Борис Зайцев о современниках: Андрей Белый (Борис Бугаев). Часть четвертая.

Борис Зайцев о современниках: Андрей Белый (Борис Бугаев). Часть четвертая.

Из очерка Бориса Зайцева «Андрей Белый»:

  «Вблизи Спасских ворот, наискосок вниз от памятника Александру II, была в Кремле церковка Константина и Елены. Она стояла уединенно, как-то интимно и поэтически, близ Москва-реки и стены, в осенении деревьев — к ней и добраться не так просто.

   Одну пасхальную заутреню встречали мы в ней с Андреем Белым (уже после примирения). Ночь была сырая и туманная, палили пушки, толпа в Кремле, иллюминация — Иван Великий высвечивает золотым бисером, гудят «сорок сороков» торжественным, веселым гулом.
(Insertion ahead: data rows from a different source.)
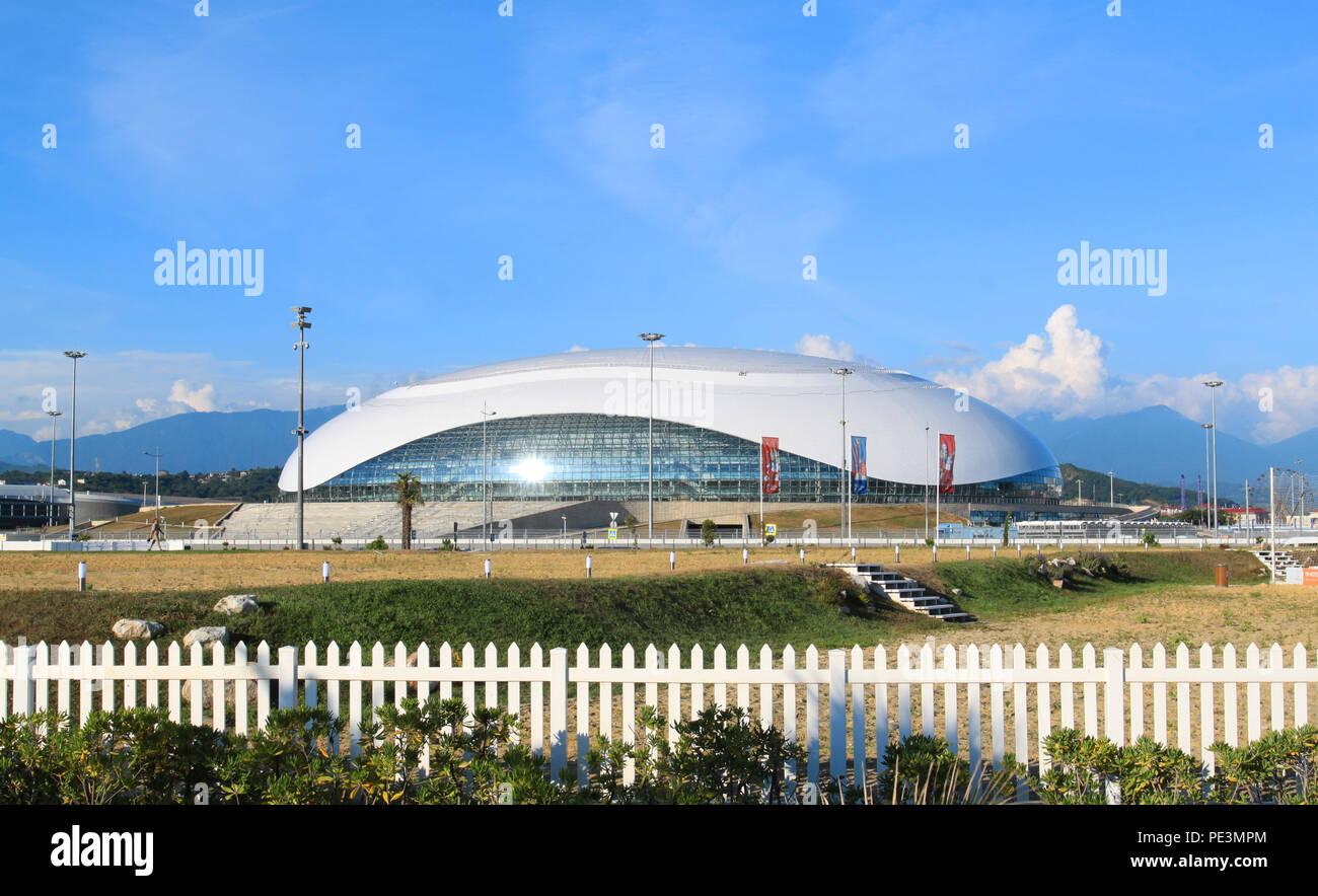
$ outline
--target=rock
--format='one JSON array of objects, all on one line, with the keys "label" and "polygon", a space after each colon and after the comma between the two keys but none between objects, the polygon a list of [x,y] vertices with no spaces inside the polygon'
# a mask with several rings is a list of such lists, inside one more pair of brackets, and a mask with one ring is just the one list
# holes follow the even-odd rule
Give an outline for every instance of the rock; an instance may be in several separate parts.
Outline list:
[{"label": "rock", "polygon": [[220,642],[221,644],[229,643],[229,630],[224,626],[202,626],[200,629],[192,629],[192,631],[183,635],[183,650],[192,650],[192,644],[214,644]]},{"label": "rock", "polygon": [[121,640],[132,640],[133,638],[157,638],[163,631],[165,626],[158,622],[148,622],[146,619],[120,619],[109,630],[109,634]]},{"label": "rock", "polygon": [[211,607],[212,613],[224,615],[239,615],[241,613],[256,613],[261,606],[256,602],[256,594],[229,594],[221,597],[219,603]]}]

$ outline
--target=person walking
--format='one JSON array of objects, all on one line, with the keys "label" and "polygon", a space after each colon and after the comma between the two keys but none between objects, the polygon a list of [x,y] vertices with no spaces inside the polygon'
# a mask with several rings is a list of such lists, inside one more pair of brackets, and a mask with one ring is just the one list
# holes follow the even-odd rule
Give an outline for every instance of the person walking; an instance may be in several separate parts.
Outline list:
[{"label": "person walking", "polygon": [[[165,538],[165,527],[161,524],[161,518],[157,517],[152,520],[152,532],[146,539],[150,544],[146,546],[146,549],[150,551],[152,548],[161,548],[162,538]],[[161,551],[163,549],[165,548],[161,548]]]}]

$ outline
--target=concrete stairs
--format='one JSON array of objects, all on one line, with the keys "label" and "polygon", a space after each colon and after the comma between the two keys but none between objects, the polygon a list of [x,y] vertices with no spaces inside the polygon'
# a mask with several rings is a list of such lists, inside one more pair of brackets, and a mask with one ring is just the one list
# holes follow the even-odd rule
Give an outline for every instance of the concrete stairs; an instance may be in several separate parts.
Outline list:
[{"label": "concrete stairs", "polygon": [[834,563],[829,564],[845,571],[871,594],[883,594],[894,603],[912,613],[921,613],[944,622],[973,622],[974,618],[956,603],[933,594],[913,578],[891,572],[878,563]]}]

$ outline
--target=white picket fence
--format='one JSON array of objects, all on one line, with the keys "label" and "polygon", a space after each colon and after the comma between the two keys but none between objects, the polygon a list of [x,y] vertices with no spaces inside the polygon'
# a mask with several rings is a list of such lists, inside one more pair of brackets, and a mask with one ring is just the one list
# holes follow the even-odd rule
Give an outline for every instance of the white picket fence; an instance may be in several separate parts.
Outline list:
[{"label": "white picket fence", "polygon": [[[729,664],[720,646],[712,665],[699,646],[684,658],[676,646],[662,652],[652,644],[639,664],[630,644],[617,661],[608,646],[592,658],[585,644],[575,652],[535,644],[526,658],[517,644],[502,656],[489,644],[480,661],[471,644],[455,655],[445,643],[435,656],[422,644],[414,663],[403,644],[389,658],[380,643],[369,661],[357,643],[345,659],[335,643],[323,654],[314,643],[301,651],[281,647],[275,658],[264,642],[254,658],[243,643],[232,650],[215,644],[210,651],[194,646],[186,663],[178,643],[165,651],[163,663],[154,643],[142,661],[133,643],[119,660],[115,654],[109,643],[84,642],[76,650],[61,643],[51,650],[45,643],[0,642],[0,718],[57,709],[82,721],[98,705],[105,710],[163,705],[181,722],[186,694],[191,723],[246,734],[252,723],[265,725],[272,706],[323,705],[340,717],[345,700],[356,751],[364,719],[373,718],[376,706],[386,700],[401,704],[409,696],[426,700],[438,692],[444,698],[460,696],[469,709],[488,706],[518,715],[532,750],[543,754],[548,744],[558,780],[559,770],[572,764],[569,746],[575,744],[575,762],[596,734],[634,742],[642,705],[656,708],[670,721],[691,718],[706,705],[734,705],[801,741],[809,756],[805,775],[817,784],[821,763],[830,779],[850,772],[851,781],[865,780],[882,768],[883,746],[891,737],[916,730],[946,738],[971,766],[982,759],[1000,766],[1010,752],[1037,771],[1048,768],[1043,742],[1057,727],[1079,727],[1116,743],[1148,734],[1198,755],[1210,772],[1209,747],[1218,741],[1239,746],[1242,721],[1246,741],[1263,737],[1265,708],[1272,730],[1305,725],[1309,692],[1318,685],[1318,667],[1310,664],[1302,644],[1289,654],[1280,644],[1267,652],[1249,644],[1243,664],[1234,646],[1214,651],[1205,644],[1191,661],[1184,643],[1172,656],[1162,644],[1147,656],[1135,644],[1130,651],[1106,648],[1102,658],[1086,646],[1078,664],[1069,646],[1057,651],[1054,663],[1052,651],[1040,644],[1031,664],[1031,652],[1021,644],[936,650],[932,643],[913,650],[902,646],[894,651],[894,663],[882,646],[826,654],[812,646],[801,664],[792,647],[775,656],[767,646],[754,661],[742,646]],[[254,706],[249,686],[256,692]],[[368,686],[369,696],[364,693]],[[671,727],[668,737],[675,738]],[[575,766],[584,780],[585,764]]]}]

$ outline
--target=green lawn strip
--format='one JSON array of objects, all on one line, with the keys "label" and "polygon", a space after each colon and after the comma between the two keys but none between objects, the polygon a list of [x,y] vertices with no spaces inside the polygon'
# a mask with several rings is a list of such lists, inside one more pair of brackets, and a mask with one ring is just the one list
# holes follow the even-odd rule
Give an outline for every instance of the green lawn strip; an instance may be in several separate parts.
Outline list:
[{"label": "green lawn strip", "polygon": [[654,643],[729,650],[791,643],[804,650],[874,644],[904,632],[923,632],[941,623],[883,605],[873,614],[847,615],[832,602],[849,582],[807,569],[701,572],[662,578],[629,577],[569,580],[434,580],[332,582],[256,589],[262,610],[256,615],[223,617],[211,606],[225,592],[104,593],[12,592],[0,594],[0,638],[14,643],[101,643],[116,619],[130,617],[161,622],[162,647],[196,626],[225,625],[235,640],[254,647],[340,648],[377,640],[393,650],[426,642],[455,648],[471,642],[478,648],[517,642],[525,651],[550,647],[614,650]]},{"label": "green lawn strip", "polygon": [[[1044,556],[1052,559],[1075,555],[1053,551]],[[1120,600],[1169,586],[1211,585],[1219,563],[1227,564],[1232,584],[1260,581],[1261,564],[1252,555],[1240,551],[1122,552],[1115,556],[1130,568],[1128,577],[1093,578],[1077,571],[1061,590],[1028,572],[1024,561],[1016,557],[940,563],[927,573],[929,581],[924,584],[948,594],[979,619],[1000,619],[1033,613],[1064,613],[1097,601]],[[960,588],[962,593],[952,594],[954,588]]]}]

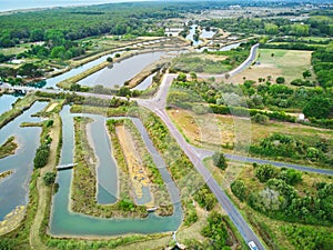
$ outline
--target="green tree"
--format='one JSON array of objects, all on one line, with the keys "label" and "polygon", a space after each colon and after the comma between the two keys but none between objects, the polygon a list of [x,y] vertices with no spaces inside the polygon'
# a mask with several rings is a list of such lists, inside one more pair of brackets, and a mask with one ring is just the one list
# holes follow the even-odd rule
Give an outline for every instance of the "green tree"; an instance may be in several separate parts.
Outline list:
[{"label": "green tree", "polygon": [[282,179],[287,184],[297,184],[302,181],[302,172],[294,169],[284,169],[279,173],[279,179]]},{"label": "green tree", "polygon": [[14,249],[14,240],[12,239],[7,239],[7,238],[1,238],[0,239],[0,249],[1,250],[12,250]]},{"label": "green tree", "polygon": [[321,96],[315,96],[306,103],[303,113],[309,118],[325,119],[332,110],[332,101]]},{"label": "green tree", "polygon": [[81,91],[81,86],[79,83],[72,83],[70,91]]},{"label": "green tree", "polygon": [[186,79],[186,74],[185,73],[179,73],[178,77],[176,77],[176,80],[178,81],[182,81],[182,82],[185,82],[188,79]]},{"label": "green tree", "polygon": [[275,176],[276,171],[271,164],[261,164],[255,170],[255,177],[259,179],[260,182],[266,182]]},{"label": "green tree", "polygon": [[244,201],[246,199],[246,188],[242,180],[235,180],[231,183],[230,188],[240,201]]},{"label": "green tree", "polygon": [[212,249],[223,249],[229,238],[223,216],[213,211],[209,216],[208,226],[202,229],[201,234],[211,239]]},{"label": "green tree", "polygon": [[276,83],[278,83],[278,84],[282,84],[282,83],[284,83],[284,82],[285,82],[284,77],[278,77],[278,78],[276,78]]},{"label": "green tree", "polygon": [[228,163],[226,163],[226,159],[223,154],[223,152],[214,152],[213,157],[213,162],[214,162],[214,166],[216,166],[218,168],[224,170],[228,168]]},{"label": "green tree", "polygon": [[252,120],[260,124],[268,124],[270,121],[270,118],[262,113],[255,113]]},{"label": "green tree", "polygon": [[305,70],[303,73],[303,78],[305,79],[305,78],[311,78],[311,72],[310,72],[310,70]]}]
   Белый был очень мил, даже почти трогателен — мы христосовались, побродили в толпе, а потом отправились к общему нашему приятелю С. А. Соколову (Грифу, поэту, издателю раннего Блока) разговляться.
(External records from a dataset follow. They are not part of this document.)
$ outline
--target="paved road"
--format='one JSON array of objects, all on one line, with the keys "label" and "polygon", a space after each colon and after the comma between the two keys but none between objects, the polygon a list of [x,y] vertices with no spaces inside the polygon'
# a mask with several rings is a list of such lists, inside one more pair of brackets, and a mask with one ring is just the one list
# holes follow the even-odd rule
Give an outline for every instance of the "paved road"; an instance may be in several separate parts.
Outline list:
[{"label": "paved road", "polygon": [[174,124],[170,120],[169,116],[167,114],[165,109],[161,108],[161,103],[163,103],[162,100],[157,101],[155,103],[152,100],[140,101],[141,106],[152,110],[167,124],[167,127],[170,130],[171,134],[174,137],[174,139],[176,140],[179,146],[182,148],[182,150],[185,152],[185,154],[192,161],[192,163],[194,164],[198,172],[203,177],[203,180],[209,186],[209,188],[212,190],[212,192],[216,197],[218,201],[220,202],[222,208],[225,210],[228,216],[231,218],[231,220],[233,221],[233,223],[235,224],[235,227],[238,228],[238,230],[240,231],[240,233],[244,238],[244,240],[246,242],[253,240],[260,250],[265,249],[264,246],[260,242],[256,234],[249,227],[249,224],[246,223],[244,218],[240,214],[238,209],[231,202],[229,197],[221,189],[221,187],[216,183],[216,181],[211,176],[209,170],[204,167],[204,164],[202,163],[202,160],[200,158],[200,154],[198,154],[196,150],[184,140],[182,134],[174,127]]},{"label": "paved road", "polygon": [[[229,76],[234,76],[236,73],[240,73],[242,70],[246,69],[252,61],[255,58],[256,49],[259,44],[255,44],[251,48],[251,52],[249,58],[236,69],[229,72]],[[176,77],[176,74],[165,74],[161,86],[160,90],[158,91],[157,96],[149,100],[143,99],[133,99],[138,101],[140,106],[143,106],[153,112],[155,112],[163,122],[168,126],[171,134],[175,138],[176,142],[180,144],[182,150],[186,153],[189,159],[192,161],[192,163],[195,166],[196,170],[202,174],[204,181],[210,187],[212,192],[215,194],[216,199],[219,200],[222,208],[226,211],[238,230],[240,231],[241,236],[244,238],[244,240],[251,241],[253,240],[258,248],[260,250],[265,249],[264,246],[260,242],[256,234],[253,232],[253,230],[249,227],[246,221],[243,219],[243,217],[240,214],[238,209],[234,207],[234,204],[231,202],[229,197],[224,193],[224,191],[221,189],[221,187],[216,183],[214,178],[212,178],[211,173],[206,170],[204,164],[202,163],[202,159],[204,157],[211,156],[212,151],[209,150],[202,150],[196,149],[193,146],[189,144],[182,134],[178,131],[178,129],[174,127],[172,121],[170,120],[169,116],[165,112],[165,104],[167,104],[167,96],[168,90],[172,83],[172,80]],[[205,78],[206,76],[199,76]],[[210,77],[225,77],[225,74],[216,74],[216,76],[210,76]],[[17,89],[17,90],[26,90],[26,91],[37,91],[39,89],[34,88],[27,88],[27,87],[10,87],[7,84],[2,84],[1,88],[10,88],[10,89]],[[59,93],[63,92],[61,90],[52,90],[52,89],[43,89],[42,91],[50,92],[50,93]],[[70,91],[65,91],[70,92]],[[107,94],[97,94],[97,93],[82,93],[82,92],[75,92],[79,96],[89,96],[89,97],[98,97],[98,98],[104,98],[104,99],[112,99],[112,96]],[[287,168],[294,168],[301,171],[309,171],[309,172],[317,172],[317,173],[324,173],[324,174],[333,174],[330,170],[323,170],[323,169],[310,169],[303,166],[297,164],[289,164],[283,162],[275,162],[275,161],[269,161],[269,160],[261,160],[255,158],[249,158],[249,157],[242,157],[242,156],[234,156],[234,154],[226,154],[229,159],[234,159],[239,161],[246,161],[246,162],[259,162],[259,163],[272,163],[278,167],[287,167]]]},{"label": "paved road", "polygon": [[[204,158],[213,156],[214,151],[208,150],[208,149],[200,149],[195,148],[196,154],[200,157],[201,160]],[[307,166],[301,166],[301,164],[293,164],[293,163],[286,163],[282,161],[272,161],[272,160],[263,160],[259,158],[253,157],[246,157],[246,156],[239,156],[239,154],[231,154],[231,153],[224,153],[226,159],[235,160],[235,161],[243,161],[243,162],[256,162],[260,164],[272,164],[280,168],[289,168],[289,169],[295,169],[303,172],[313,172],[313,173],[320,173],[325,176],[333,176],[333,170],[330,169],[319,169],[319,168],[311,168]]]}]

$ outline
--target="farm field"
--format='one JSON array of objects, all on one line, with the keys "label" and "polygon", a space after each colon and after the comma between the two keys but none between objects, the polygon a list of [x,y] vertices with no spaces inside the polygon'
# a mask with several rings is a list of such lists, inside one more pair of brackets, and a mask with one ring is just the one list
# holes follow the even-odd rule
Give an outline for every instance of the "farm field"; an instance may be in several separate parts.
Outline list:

   Легко можно себе представить, что такое были розговины в Москве довоенной, даже не в Замоскворечье, а в доме литературно-интеллигентском: пасхи, куличи, окорока, цветные яйца, возлияния — все в размерах внушительных, в духе того веселого беспорядка, мирной сытости, что вообще уже стало легендой, а тогда стояло на краю пропасти.

   У Грифа квартира была небольшая. В длинной и узкой столовой за пасхальным столом все мы и разместились — литературная молодежь того времени. На одном конце стола — Гриф, на другом — жена его, артистка Лидия Рындина. Христосовались, смеялись, ели, пили. В середине, напротив меня, сидел Белый, за ним гладкая стена.

   Сначала все шло отлично. Хозяева угощали, пили за гостей, мы поздравляли друг друга, уплетали пасху, куличи… Но в некий момент тон изменился. Белого стал задирать Александр Койранский — критик, художник, острослов, всегда он Белого не весьма чтил, а тут и вино поддержало. Белый начал волноваться, по русскому обыкновению, разговор скакнул с пустяков к серьезному. Смысл бытия, назначение поэта, дело его… Койранский подзуживал, разговор обострился.

   И вот Белый впал в исступление. Он вскочил, начал некую речь — исповедь-поэму:

     Золотому блеску верил,

   А умер от солнечных стрел,

   Думой века измерил,

   А жизнь прожить не сумел.

   Последняя строчка стихотворения этого, ему принадлежащего, и была, собственно, главным звуком выступления. Тут уже и Койранский, и все мы умолкли. Белый прекрасно, с трагической силой и пронзительностью изображал горечь, незадачливость и одиночество жизни своей. Непонимание, его окружавшее, смех, часто сопровождавший:

   Не смейтесь над мертвым поэтом,

   Снесите ему венок.

   На кресте и зимой и летом

   Мой фарфоровый бьется венок.

   . . . . . . . . . . . . . . . . . . . . . . . . . . . . .

   Пожалейте, придите;

   Навстречу венком метнусь.

   О, любите меня, полюбите,

   Я, быть может, не умер, быть может, проснусь,

   Вернусь…

   Да, то же рыдательное, что и в лучших его стихах,— будто сложная и богатая, на горестную сумятицу и неразбериху обреченная душа томилась перед нами. Что странней всего: в Святую ночь! Когда особенно дано человеку почувствовать себя в потоке мировой любви, единения братского. А он как раз тосковал в одиночестве. Пустой вихрь жизни, раны болят, но пустынность внутренняя вообще была ему свойственна. Нечто нечеловеческое было в этом удивительном существе. И кого сам-то он любил? Кажется, никого. А груз чудачества, монструозности утомлял.

   Фигура его металась на фоне стены, правда, как надгробный венок в ветре. Вдруг он раскинул руки крестом, прижался к стене спиной, совсем побледнел, воскликнул:

   — Я распят! Я в жизни распят! Вот мой путь… Все радуются, а я распят…

   Расходились поздно, туманным утром. Быть может, Александр Койранский и не так был доволен, что распалил Белого».